I wanna be loved by you…nobody else but you” – sings Marilyn Monroe in the 50-year-old classic, Some Like It Hot. The song could not have been more suited to her, she who wanted to be loved for herself just by one man, and instead was loved for her image by all. She influenced American society throughout her short career and this does not cease after her tragic death. How did the person, an ordinary woman, Norma Jeane Mortenson, became The Face, The Body, The Voice, “The” Marilyn Monroe? Was she a woman too perfect and feminine to exist in the world, dominated by men and their desires?

Nevertheless the star she became was created by the American public, which saw their own fantasies and dreams projected onto her

Marilyn has always been, first and foremost, the symbol of objectification that is so often linked to the film industry in general and to Hollywood in particular. Nobody can claim she did not want to be a star, there was nothing she wanted more as a little girl, growing up in foster care, so far from the glitz and glam. “I used to think as I looked at the Hollywood night” – said Monroe – “there must be thousands of girls sitting alone like me, dreaming of becoming a movie star. But I’m not going to worry about them. I’m dreaming the hardest”. Nevertheless the star she became was created by the American public, which saw their own fantasies and dreams projected onto her.

Despite the shortness of her career, Marilyn Monroe managed to make numerous movies that are considered cinematic classics today. After modelling in Hollywood, she started out as an actress in small parts in less-known pictures. In 1948 she got a more significant role and sang two singles in The Ladies of the Chorus. However only the fifties brought the success, fame, and stardom she so longed for. In 1950, in the critically acclaimed movie, All About Eve, she charmed audiences in her small role as the rather simple but very pretty young actress. In 1953 she appeared in five movies, including Niagara, Gentlemen Prefer Blondes and How to Marry a Millionaire. In the first she showed her darker, less innocent side as the loose and flirty ‘Rose Loomis’, who plans to murder her husband so that she can be with her lover. In the latter two hits she won the public’s love in the roles of extremely pretty but naïve young women.

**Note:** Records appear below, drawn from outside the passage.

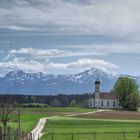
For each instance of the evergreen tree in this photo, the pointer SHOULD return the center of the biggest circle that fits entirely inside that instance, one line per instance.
(126, 90)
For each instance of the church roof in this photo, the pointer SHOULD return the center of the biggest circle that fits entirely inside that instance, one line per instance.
(107, 95)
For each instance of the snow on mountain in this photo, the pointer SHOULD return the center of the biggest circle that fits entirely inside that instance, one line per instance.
(19, 82)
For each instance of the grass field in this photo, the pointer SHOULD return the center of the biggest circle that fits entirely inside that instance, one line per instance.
(30, 116)
(57, 122)
(64, 126)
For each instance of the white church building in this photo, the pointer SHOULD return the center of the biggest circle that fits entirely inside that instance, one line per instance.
(103, 99)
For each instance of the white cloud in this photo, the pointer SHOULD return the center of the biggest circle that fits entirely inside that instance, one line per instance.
(51, 53)
(73, 16)
(36, 66)
(104, 49)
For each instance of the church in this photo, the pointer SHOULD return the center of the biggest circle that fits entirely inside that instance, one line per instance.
(103, 99)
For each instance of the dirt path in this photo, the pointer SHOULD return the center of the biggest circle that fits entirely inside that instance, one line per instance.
(73, 115)
(36, 132)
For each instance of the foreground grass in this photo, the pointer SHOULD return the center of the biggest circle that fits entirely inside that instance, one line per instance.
(67, 125)
(30, 116)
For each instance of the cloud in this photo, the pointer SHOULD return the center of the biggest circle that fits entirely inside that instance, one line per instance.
(50, 53)
(36, 66)
(72, 16)
(105, 49)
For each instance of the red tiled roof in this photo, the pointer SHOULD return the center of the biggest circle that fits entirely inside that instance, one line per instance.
(106, 95)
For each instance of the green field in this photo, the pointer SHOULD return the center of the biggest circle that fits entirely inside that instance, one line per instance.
(74, 128)
(30, 116)
(84, 129)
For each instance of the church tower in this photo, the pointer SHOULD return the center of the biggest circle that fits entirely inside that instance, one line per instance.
(97, 93)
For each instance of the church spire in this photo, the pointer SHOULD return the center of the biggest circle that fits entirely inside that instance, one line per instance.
(97, 85)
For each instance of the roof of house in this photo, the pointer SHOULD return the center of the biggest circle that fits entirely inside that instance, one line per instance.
(106, 95)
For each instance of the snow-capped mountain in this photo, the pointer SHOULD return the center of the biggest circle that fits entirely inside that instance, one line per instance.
(19, 82)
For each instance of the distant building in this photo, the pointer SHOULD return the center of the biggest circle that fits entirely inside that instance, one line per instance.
(103, 99)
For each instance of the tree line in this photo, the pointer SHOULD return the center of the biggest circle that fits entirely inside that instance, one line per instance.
(63, 100)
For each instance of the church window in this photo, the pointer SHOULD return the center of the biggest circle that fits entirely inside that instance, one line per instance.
(107, 103)
(113, 103)
(102, 103)
(90, 103)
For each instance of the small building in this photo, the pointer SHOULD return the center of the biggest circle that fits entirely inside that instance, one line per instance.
(103, 99)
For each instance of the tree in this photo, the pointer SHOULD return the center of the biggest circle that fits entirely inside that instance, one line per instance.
(7, 107)
(126, 90)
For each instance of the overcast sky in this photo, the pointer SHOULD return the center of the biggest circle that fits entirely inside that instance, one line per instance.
(70, 36)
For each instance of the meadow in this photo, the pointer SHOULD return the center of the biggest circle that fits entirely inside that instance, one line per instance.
(81, 127)
(88, 129)
(30, 116)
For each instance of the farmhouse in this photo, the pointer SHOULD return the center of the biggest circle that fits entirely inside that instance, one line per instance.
(103, 99)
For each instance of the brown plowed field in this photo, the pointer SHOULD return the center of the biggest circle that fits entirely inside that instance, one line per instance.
(123, 115)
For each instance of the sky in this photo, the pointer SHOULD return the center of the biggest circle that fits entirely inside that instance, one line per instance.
(70, 36)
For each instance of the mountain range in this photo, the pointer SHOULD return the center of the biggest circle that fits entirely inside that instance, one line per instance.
(19, 82)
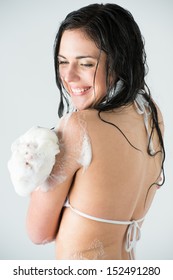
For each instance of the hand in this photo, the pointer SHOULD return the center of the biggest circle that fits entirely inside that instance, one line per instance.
(32, 160)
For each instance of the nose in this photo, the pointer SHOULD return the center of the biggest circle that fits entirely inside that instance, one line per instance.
(70, 74)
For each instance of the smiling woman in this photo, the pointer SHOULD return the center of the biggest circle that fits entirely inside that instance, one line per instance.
(110, 146)
(79, 58)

from this point onwards there seem to be no other role for her than the blonde, childishly innocent but extremely sexy young seducer

When her famous nude calendar came out in ‘Playboy’ magazine in the same year, the public’s love turned into obsession. She became a sex-symbol, and from this point onwards there seem to be no other role for her than the blonde, childishly innocent but extremely sexy young seducer. The character’s nature is probably best presented in the famous “subway breeze-scene” in The Seven Year Itch(1955). After the first rush of success and the overwhelming measure of fame she began to realize it is not enough for her, she wanted to be acknowledged as a serious actress. She went into psychoanalysis in 1955 to learn more about herself and the methods of acting. Critics praised her performance in Bus Stop the next year but she could never win them over completely with anything but her sexual charm.

In the second half of the 1950s her drug and alcohol problems became more and more serious, she was constantly late from shooting and when she turned up she forgot her lines. She drove directors and co-workers crazy with her unreliability and still they could not let go of her. That was because the rare times Marilyn got things right, nothing else mattered on the screen. Her greatest success is probably Some Like It Hot from 1959. After that she only made one hit, The Misfits, which was written by her then husband Arthur Miller. In 1962 her alcohol and drug problems affected her work so much that she got fired from George Cukor’s Something’s Got to Give and soon after that she committed suicide.

Marilyn’s success is directly connected to America’s love for the “Cinderella story”. The public loved the innocent, pretty girl who came from nothing and not only made it in the glamorous Hollywood but became its brightest star. And Marilyn accepted the people’s love, cuddled up in it to escape her personal loneliness. She once said, “I knew I belonged to the public and to the world, not because I was talented or even beautiful, but because I never had belonged to anything or anyone else”.